Carpenter v. Ewing

California Supreme Court
Carpenter v. Ewing, 76 Cal. 487 (Cal. 1888)
18 P. 432; 1888 Cal. LEXIS 915
Belcher

Carpenter v. Ewing

Opinion of the Court

Belcher, C. C.

This is an action of ejectment to recover a strip of land eight inches wide and twenty-four feet long. The complaint contains the ordinary allegations of ownership and ouster, and is not verified. The answer contains a general denial, with allegations of actual and bona fide possession by defendant and his grantors for more than five years before the commencement of the action, and the plea of the statute of limitations.

The case was tried before a jury, and a verdict returned for defendant, on which judgment was entered. The plaintiff appealed from the judgment, and has brought up in the transcript the pleadings, judgment, and nine instructions given to the jury at the request of the. defendant, but none of the testimony on which the instructions were based.

*488The appellant insists—and this is the only point made—that the first five instructions, though admitted to be sound as abstract propositions of law, were misleading and erroneous, because not applicable to the issues raised under the plea of the statute of limitations.

The instructions complained of relate to an agreed line between contiguous owners of real property, and an acquiescence therein for the period of five years.

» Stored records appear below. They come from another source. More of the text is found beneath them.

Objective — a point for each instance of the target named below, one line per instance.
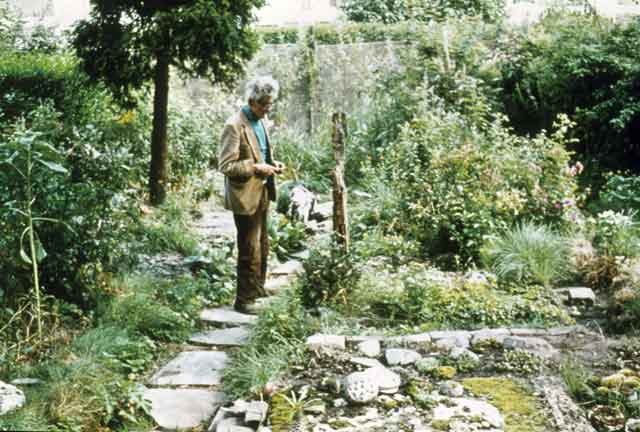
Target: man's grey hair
(260, 87)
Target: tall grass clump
(275, 343)
(528, 253)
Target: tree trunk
(159, 150)
(340, 223)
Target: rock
(11, 398)
(182, 408)
(323, 211)
(226, 316)
(238, 408)
(301, 203)
(526, 332)
(387, 402)
(387, 380)
(256, 412)
(417, 339)
(26, 381)
(581, 296)
(613, 381)
(396, 356)
(437, 335)
(232, 424)
(451, 389)
(469, 410)
(339, 403)
(321, 342)
(235, 336)
(444, 372)
(427, 364)
(633, 425)
(291, 267)
(480, 336)
(361, 388)
(192, 368)
(478, 278)
(370, 348)
(566, 415)
(365, 361)
(537, 346)
(458, 353)
(449, 343)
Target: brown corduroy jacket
(239, 152)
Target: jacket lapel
(250, 135)
(269, 148)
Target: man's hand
(279, 167)
(265, 170)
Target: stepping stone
(175, 409)
(192, 368)
(289, 268)
(235, 336)
(226, 316)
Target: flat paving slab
(192, 368)
(226, 316)
(234, 336)
(179, 409)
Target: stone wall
(346, 74)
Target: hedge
(331, 34)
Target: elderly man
(246, 160)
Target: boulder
(360, 387)
(370, 348)
(396, 356)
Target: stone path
(185, 393)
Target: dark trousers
(253, 252)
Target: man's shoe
(247, 308)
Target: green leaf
(24, 256)
(53, 166)
(41, 253)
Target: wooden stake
(340, 224)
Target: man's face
(261, 107)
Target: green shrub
(392, 11)
(456, 184)
(425, 297)
(140, 314)
(620, 193)
(275, 343)
(584, 66)
(616, 234)
(528, 253)
(330, 274)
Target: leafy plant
(528, 253)
(330, 274)
(621, 193)
(28, 153)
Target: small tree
(130, 43)
(392, 11)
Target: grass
(275, 343)
(528, 253)
(521, 410)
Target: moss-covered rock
(520, 408)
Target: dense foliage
(583, 66)
(392, 11)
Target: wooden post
(340, 225)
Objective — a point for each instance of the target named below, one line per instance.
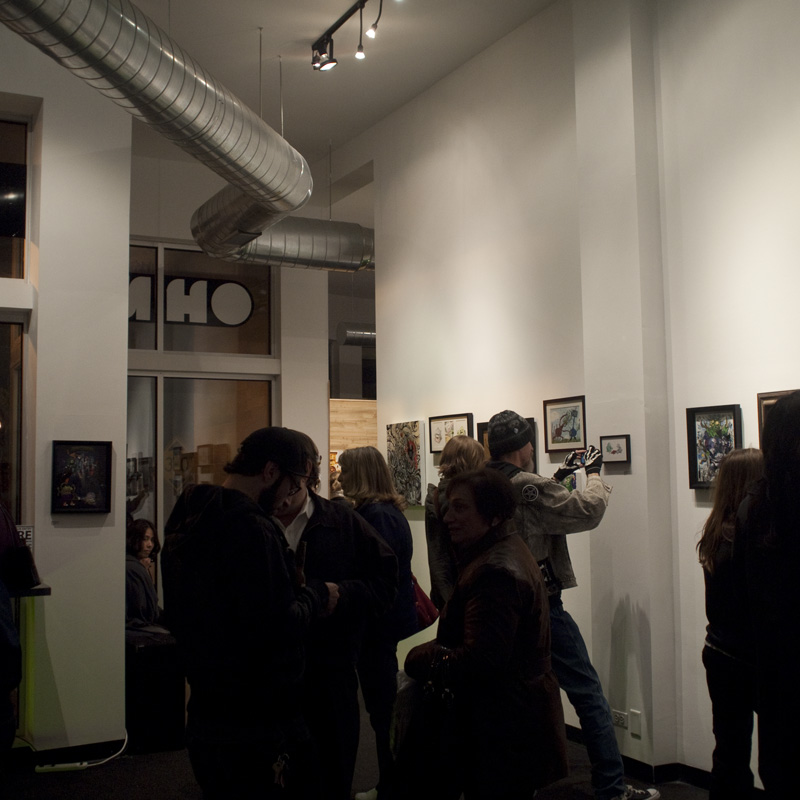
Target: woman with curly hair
(460, 454)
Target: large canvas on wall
(404, 454)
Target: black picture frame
(442, 429)
(616, 449)
(765, 401)
(482, 435)
(711, 433)
(81, 479)
(556, 414)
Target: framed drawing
(765, 402)
(483, 437)
(565, 424)
(81, 477)
(712, 432)
(404, 456)
(443, 429)
(616, 449)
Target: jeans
(377, 673)
(579, 680)
(732, 688)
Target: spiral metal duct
(114, 47)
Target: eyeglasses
(296, 485)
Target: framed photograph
(81, 477)
(616, 449)
(765, 402)
(565, 424)
(443, 429)
(712, 432)
(483, 437)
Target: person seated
(142, 612)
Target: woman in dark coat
(502, 734)
(367, 483)
(766, 568)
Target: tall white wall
(614, 218)
(75, 377)
(731, 180)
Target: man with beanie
(546, 513)
(338, 545)
(239, 610)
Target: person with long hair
(494, 728)
(367, 483)
(727, 654)
(766, 556)
(460, 454)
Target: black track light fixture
(326, 59)
(322, 57)
(374, 27)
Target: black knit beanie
(508, 431)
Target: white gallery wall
(75, 370)
(731, 197)
(613, 217)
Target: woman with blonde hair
(460, 454)
(727, 653)
(367, 483)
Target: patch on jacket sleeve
(530, 494)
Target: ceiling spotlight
(322, 50)
(360, 55)
(326, 59)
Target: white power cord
(73, 766)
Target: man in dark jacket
(341, 547)
(240, 611)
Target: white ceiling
(418, 43)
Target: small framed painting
(565, 424)
(765, 402)
(443, 429)
(712, 432)
(404, 455)
(81, 478)
(616, 449)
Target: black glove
(593, 461)
(569, 465)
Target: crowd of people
(308, 599)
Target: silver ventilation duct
(123, 54)
(361, 334)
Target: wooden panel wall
(354, 423)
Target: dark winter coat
(495, 632)
(230, 601)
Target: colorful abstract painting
(713, 432)
(404, 455)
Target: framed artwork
(712, 432)
(404, 456)
(765, 402)
(483, 437)
(443, 429)
(616, 449)
(565, 424)
(81, 477)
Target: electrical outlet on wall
(636, 723)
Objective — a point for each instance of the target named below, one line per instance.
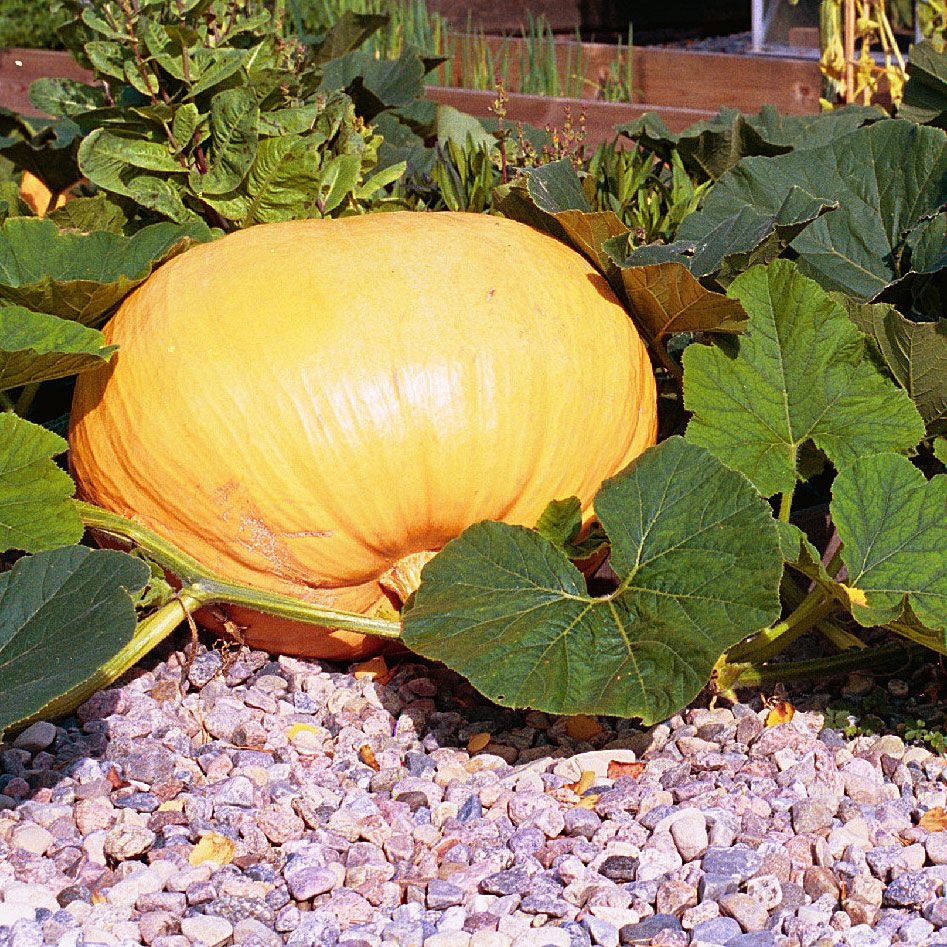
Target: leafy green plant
(777, 368)
(213, 114)
(28, 23)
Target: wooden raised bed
(690, 79)
(681, 87)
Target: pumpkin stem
(404, 577)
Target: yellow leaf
(585, 781)
(934, 820)
(478, 742)
(213, 848)
(780, 711)
(367, 755)
(856, 596)
(583, 727)
(373, 669)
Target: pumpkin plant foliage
(795, 316)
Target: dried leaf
(586, 780)
(213, 848)
(934, 820)
(583, 727)
(618, 768)
(367, 755)
(478, 742)
(374, 669)
(780, 711)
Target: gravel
(289, 802)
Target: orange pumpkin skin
(303, 407)
(37, 196)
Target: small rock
(746, 911)
(719, 930)
(818, 881)
(442, 895)
(644, 932)
(31, 838)
(809, 816)
(689, 831)
(128, 841)
(619, 868)
(913, 889)
(36, 737)
(601, 931)
(308, 881)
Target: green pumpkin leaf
(86, 214)
(35, 346)
(802, 372)
(83, 276)
(940, 449)
(65, 97)
(894, 540)
(925, 93)
(36, 511)
(914, 352)
(712, 147)
(233, 141)
(885, 179)
(561, 524)
(666, 298)
(698, 561)
(63, 614)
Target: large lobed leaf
(663, 299)
(925, 93)
(893, 528)
(802, 372)
(35, 346)
(711, 147)
(886, 178)
(63, 614)
(914, 352)
(697, 556)
(83, 276)
(36, 512)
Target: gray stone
(619, 868)
(713, 887)
(740, 861)
(913, 889)
(442, 895)
(745, 910)
(579, 821)
(601, 931)
(753, 939)
(36, 737)
(308, 881)
(718, 930)
(645, 931)
(511, 881)
(809, 816)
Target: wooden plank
(542, 111)
(19, 67)
(685, 78)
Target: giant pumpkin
(316, 407)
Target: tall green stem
(769, 642)
(150, 632)
(25, 401)
(208, 588)
(749, 676)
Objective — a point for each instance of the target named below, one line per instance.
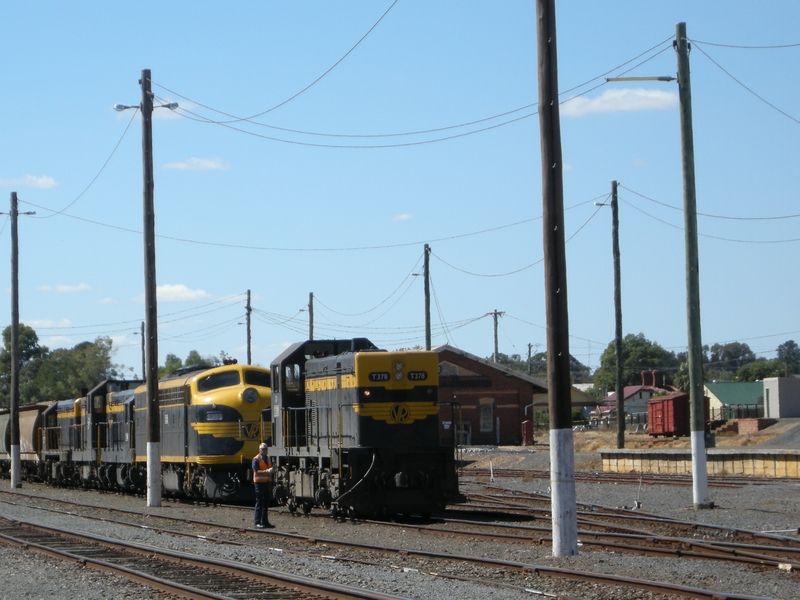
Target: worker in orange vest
(262, 482)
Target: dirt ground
(588, 444)
(594, 440)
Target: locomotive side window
(218, 380)
(257, 378)
(292, 377)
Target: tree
(789, 355)
(171, 363)
(758, 370)
(723, 360)
(638, 354)
(68, 372)
(579, 372)
(31, 355)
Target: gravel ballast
(773, 507)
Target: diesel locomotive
(211, 424)
(355, 430)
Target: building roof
(733, 393)
(537, 383)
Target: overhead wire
(706, 235)
(795, 216)
(91, 183)
(309, 86)
(764, 100)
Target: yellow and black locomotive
(355, 430)
(211, 423)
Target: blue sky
(424, 131)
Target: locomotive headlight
(249, 395)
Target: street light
(693, 325)
(620, 388)
(151, 309)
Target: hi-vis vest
(263, 465)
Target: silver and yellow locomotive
(355, 430)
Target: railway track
(365, 552)
(718, 481)
(179, 573)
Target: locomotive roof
(322, 348)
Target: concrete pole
(618, 318)
(562, 460)
(311, 315)
(249, 310)
(696, 401)
(151, 307)
(16, 465)
(427, 273)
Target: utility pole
(311, 315)
(16, 465)
(696, 400)
(562, 458)
(618, 318)
(144, 359)
(530, 364)
(248, 309)
(496, 314)
(151, 306)
(427, 273)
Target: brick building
(483, 402)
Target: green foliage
(789, 355)
(760, 369)
(579, 372)
(638, 354)
(31, 355)
(173, 362)
(57, 375)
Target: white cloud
(199, 164)
(65, 289)
(55, 341)
(620, 100)
(179, 293)
(48, 323)
(45, 182)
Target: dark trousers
(263, 497)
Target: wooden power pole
(562, 459)
(248, 309)
(696, 399)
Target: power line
(91, 183)
(705, 235)
(710, 215)
(764, 100)
(317, 80)
(746, 47)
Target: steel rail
(592, 577)
(93, 552)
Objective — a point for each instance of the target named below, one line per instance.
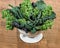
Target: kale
(29, 17)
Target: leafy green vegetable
(29, 17)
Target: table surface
(10, 39)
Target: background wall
(10, 39)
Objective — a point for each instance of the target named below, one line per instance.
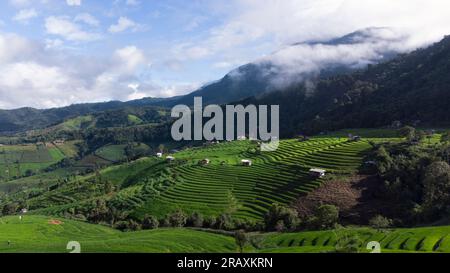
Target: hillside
(412, 88)
(249, 80)
(38, 234)
(156, 187)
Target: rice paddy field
(224, 185)
(18, 160)
(40, 234)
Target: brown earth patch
(55, 222)
(358, 200)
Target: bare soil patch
(358, 200)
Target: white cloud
(20, 3)
(87, 19)
(25, 15)
(133, 2)
(36, 75)
(73, 2)
(123, 24)
(66, 28)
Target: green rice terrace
(19, 160)
(225, 185)
(45, 234)
(158, 187)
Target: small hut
(204, 162)
(317, 173)
(170, 158)
(246, 162)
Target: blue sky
(59, 52)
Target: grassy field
(36, 234)
(18, 160)
(429, 239)
(247, 192)
(156, 187)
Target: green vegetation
(26, 160)
(44, 234)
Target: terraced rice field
(429, 239)
(37, 234)
(247, 192)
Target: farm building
(246, 162)
(318, 173)
(370, 163)
(204, 162)
(59, 142)
(170, 158)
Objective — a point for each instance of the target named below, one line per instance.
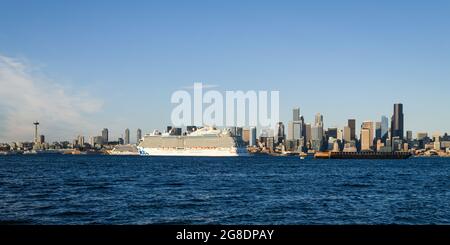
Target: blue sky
(345, 59)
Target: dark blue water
(59, 189)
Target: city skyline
(77, 68)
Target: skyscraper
(352, 126)
(252, 140)
(280, 133)
(397, 122)
(296, 114)
(138, 135)
(319, 120)
(307, 132)
(409, 136)
(127, 136)
(36, 124)
(347, 134)
(294, 130)
(370, 127)
(316, 137)
(332, 132)
(105, 136)
(384, 128)
(365, 139)
(377, 130)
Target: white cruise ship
(207, 141)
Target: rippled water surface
(62, 189)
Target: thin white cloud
(204, 86)
(26, 97)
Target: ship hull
(193, 152)
(362, 155)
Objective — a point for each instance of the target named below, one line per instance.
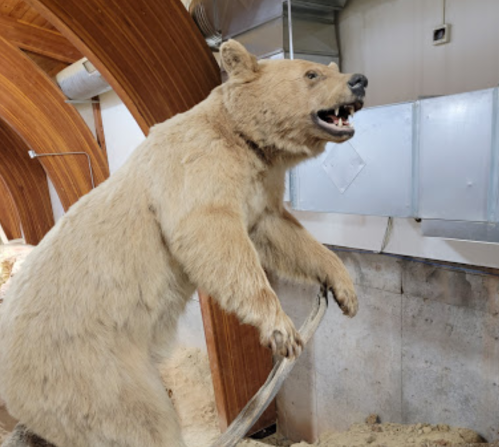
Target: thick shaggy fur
(198, 205)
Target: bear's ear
(237, 61)
(334, 66)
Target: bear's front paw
(345, 295)
(282, 337)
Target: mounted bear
(198, 205)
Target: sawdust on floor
(397, 435)
(187, 378)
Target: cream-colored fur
(198, 205)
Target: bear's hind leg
(141, 419)
(22, 437)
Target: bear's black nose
(358, 84)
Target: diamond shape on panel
(342, 165)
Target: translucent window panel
(371, 174)
(455, 154)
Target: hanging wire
(290, 30)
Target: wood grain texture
(239, 364)
(20, 10)
(38, 40)
(156, 60)
(48, 65)
(99, 126)
(35, 108)
(150, 52)
(26, 182)
(9, 217)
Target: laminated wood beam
(153, 56)
(9, 217)
(38, 40)
(26, 183)
(33, 105)
(150, 52)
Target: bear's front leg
(289, 250)
(216, 252)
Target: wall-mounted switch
(441, 34)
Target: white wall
(390, 41)
(121, 131)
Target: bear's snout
(357, 84)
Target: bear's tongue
(333, 119)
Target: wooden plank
(26, 182)
(99, 127)
(149, 51)
(35, 108)
(38, 40)
(239, 364)
(9, 217)
(48, 65)
(156, 60)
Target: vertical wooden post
(239, 364)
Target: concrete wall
(423, 348)
(391, 42)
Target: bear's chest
(255, 204)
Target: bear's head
(293, 106)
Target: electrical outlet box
(441, 34)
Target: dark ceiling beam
(26, 182)
(150, 52)
(38, 40)
(33, 105)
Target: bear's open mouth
(336, 121)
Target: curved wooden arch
(9, 217)
(150, 52)
(27, 183)
(35, 108)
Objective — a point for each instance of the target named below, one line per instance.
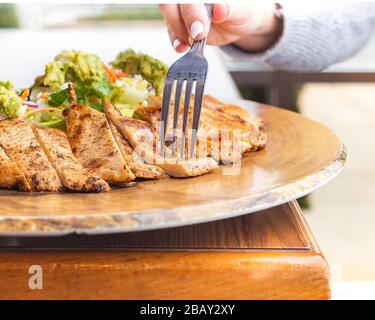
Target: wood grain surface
(270, 255)
(301, 156)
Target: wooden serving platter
(301, 156)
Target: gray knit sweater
(316, 36)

Whether evidence as to an agreed line and long acquiescence, if objected to, was admissible under the pleadings or not, it is not necessary to determine. If the case was-tried upon the theory that such evidence was admissible, and it was offered and received without objection, it became the duty of the court to instruct the jury upon the law of the case as presented, and the losing party cannot be permitted here for the first time to raise an objection on this ground. (Boyce v. California Stage Company, 25 Cal. 460; Bell v. Knowles, 45 Cal. 198; Yik Hon v. Spring Valley Water Works, 65 Cal. 619.)

None of the evidence being brought up in the record, and there being nothing to show its purport or tendency, it will be presumed that it was such as to justify the instructions, and that they were properly given. The settled rule is, that where the record contains no part of the evidence, the judgment will not be disturbed on account of instructions alleged to be erroneous, unless it appears that such instructions would have been erroneous under every conceivable state of facts. (People v. Dick, 34 Cal. 663; Baldwin v. Bornheimer, 48 Cal. 433; People v. Smith, 57 Cal. 130; People v. Gilbert, 60 Cal. 108.)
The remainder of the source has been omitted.